Robot-Assisted Partial Nephrectomy in Obese Patients

Introduction

R enal Cell Carcinoma (RCC) is a commonly diagnosed urological malignancy, with an estimated 49,096 new cases and 11,033 deaths in the United States during 2009. ¹ In the Unites States, obesity has become a major issue for healthcare providers. In 2008, nearly 25% of the adult population was considered obese. ² Obese patients are more likely to have multiple medical comorbidities, including hypertension, diabetes, and coronary artery disease. Numerous studies have correlated obesity with an increased risk of RCC and intraoperative as well as postoperative complications. ^3,4

Nephron-sparing surgery has emerged as the preferred option for managing small renal tumors, comparing favorably with radical nephrectomy from the standpoint of long-term oncological control with the advantage of preservation of renal function. ⁵

Robot-assisted partial nephrectomy (RAPN) is an alternative to laparoscopic partial nephrectomy (LPN) with a number of studies demonstrating its feasibility and safety for renal tumors. ^{6 –9} Although the feasibility of LPN in obese patients has been described, ^10,11 to the best of our knowledge, no studies to date evaluate RAPN in obese patients. The objective of this study was to report our experience with RAPN in obese patients and compare surgical, functional, and short-term oncologic outcomes with a cohort of nonobese patients.

Patients and Methods

From June 2004 to September 2009, 97 patients underwent RAPN at our institution. Patients were grouped into two cohorts, obese (body mass index [BMI] ≥30 kg/m²) and nonobese (BMI <30 kg/m²). Data were reviewed from a prospectively maintained, institutional review board-approved, computerized database. Demographic and perioperative variables were compared between groups.
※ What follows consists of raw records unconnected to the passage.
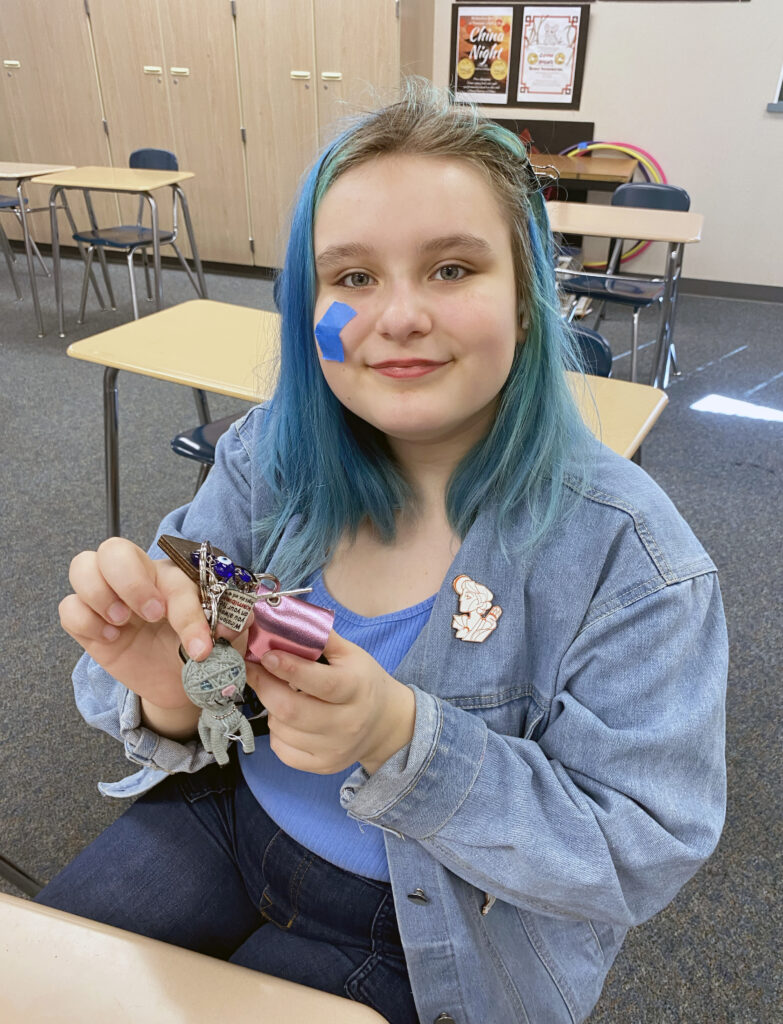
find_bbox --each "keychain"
[158,535,335,765]
[180,541,256,765]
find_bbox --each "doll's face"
[313,155,520,451]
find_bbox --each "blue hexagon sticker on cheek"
[315,302,356,362]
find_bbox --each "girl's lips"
[371,359,445,380]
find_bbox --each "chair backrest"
[571,325,612,377]
[612,181,691,213]
[128,150,179,171]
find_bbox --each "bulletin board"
[449,2,590,110]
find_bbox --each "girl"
[39,87,727,1024]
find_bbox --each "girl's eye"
[435,263,468,281]
[339,270,373,288]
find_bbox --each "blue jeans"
[36,757,418,1024]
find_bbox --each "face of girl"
[313,155,520,451]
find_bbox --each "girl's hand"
[248,630,416,775]
[59,537,233,709]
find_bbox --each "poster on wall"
[517,4,590,109]
[452,5,514,103]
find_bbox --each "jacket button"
[407,889,429,905]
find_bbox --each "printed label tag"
[218,588,258,633]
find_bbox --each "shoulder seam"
[576,556,717,637]
[564,477,715,586]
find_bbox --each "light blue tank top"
[240,571,435,882]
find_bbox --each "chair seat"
[74,224,174,249]
[171,413,245,466]
[559,274,663,307]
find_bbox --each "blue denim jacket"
[74,409,728,1024]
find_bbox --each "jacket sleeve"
[67,413,253,797]
[342,572,728,927]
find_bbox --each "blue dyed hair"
[256,82,590,586]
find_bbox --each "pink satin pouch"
[245,586,335,663]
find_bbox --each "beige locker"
[160,0,253,265]
[0,0,117,244]
[313,0,400,145]
[90,0,174,230]
[90,0,252,264]
[236,0,318,266]
[236,0,434,266]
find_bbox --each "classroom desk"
[0,162,74,338]
[68,299,667,537]
[530,153,637,191]
[0,893,384,1024]
[547,203,704,388]
[33,167,207,338]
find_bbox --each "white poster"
[517,6,581,103]
[452,6,514,103]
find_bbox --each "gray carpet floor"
[0,251,783,1024]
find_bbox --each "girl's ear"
[517,311,530,345]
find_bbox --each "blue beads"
[189,551,255,587]
[212,555,236,580]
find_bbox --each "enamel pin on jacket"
[451,574,503,643]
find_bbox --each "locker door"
[313,0,400,144]
[159,0,253,265]
[0,0,117,244]
[90,0,176,228]
[236,0,317,267]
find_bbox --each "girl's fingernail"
[107,601,128,626]
[187,639,207,662]
[141,598,166,623]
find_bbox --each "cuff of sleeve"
[340,686,487,840]
[120,690,215,774]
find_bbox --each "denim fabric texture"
[36,754,418,1024]
[67,407,728,1024]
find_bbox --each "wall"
[433,0,783,287]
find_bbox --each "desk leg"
[0,224,23,302]
[143,193,163,309]
[650,244,682,389]
[174,185,207,299]
[103,367,120,537]
[49,185,66,338]
[16,181,44,338]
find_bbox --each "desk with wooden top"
[68,299,667,537]
[33,167,207,338]
[0,162,74,338]
[0,893,384,1024]
[530,153,637,191]
[547,202,704,388]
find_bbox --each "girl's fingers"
[158,561,212,662]
[91,537,166,623]
[59,594,120,647]
[261,650,345,703]
[68,551,131,632]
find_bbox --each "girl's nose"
[376,284,432,343]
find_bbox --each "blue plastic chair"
[557,182,691,381]
[171,413,245,490]
[74,148,201,324]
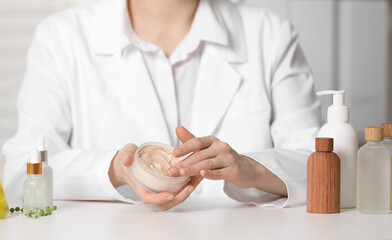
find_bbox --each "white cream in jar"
[129,142,189,194]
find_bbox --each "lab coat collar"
[92,0,247,63]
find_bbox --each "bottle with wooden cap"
[381,123,392,209]
[357,127,391,214]
[23,149,45,213]
[307,138,340,213]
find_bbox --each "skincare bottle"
[307,138,340,213]
[0,153,5,187]
[317,90,358,208]
[381,123,392,209]
[23,149,45,213]
[0,153,8,219]
[357,127,391,214]
[37,137,53,207]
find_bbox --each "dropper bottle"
[0,153,8,219]
[37,137,53,207]
[381,123,392,209]
[317,90,358,208]
[23,149,45,213]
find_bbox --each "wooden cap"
[316,138,333,152]
[381,123,392,137]
[365,127,383,142]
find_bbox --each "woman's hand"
[108,144,203,211]
[169,126,287,196]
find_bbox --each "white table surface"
[0,198,392,240]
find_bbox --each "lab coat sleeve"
[224,22,321,208]
[2,22,133,200]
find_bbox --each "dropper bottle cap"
[37,136,48,163]
[381,123,392,138]
[317,90,350,122]
[27,149,42,174]
[365,127,383,142]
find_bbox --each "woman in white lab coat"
[3,0,319,210]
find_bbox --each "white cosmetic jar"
[129,142,190,194]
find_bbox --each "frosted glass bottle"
[0,181,8,219]
[23,174,45,213]
[357,127,391,214]
[42,162,53,207]
[381,123,392,209]
[317,90,358,208]
[37,136,53,207]
[23,149,45,213]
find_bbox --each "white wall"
[0,0,391,146]
[237,0,392,142]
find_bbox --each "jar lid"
[316,138,333,152]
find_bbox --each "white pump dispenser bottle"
[317,90,358,208]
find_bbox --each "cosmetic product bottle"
[0,153,8,219]
[307,138,340,213]
[381,123,392,209]
[357,127,391,214]
[37,137,53,207]
[0,153,5,187]
[23,149,45,213]
[317,90,358,208]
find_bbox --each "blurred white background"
[0,0,392,146]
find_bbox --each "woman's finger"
[168,148,218,177]
[138,186,175,205]
[179,157,230,176]
[157,176,203,211]
[173,136,214,157]
[176,126,195,143]
[200,168,230,180]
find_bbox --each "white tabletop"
[0,198,392,240]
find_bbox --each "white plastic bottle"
[381,123,392,209]
[317,90,358,208]
[37,137,53,207]
[357,127,391,214]
[23,149,45,213]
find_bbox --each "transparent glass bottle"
[23,149,45,213]
[0,181,8,219]
[357,127,391,214]
[381,123,392,209]
[37,136,53,207]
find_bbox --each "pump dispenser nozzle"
[317,90,350,122]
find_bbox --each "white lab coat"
[3,0,320,207]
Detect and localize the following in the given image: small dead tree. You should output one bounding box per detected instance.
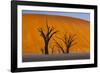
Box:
[56,34,76,53]
[41,48,44,54]
[38,17,57,54]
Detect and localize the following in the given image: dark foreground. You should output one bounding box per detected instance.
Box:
[23,53,90,62]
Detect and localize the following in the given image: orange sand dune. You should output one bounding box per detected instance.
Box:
[22,14,90,55]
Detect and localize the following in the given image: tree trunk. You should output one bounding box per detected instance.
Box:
[45,42,49,54]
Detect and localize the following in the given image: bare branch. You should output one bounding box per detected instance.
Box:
[48,31,58,40]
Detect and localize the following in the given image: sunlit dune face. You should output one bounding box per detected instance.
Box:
[22,14,90,55]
Our RAPN technique has been previously described ^{12 –14} and a detailed description of technique is beyond the scope of this report. Briefly, patients are placed in flank position, and ports are placed as demonstrated in Figure 1A and B with the pannus over the edge of the table. An extra-long 12-mm port is placed laterally for the robotic camera. The entire port template is shifted laterally compared with nonobese patients. In morbidly obese patients, extra-long robotic trocars may be used.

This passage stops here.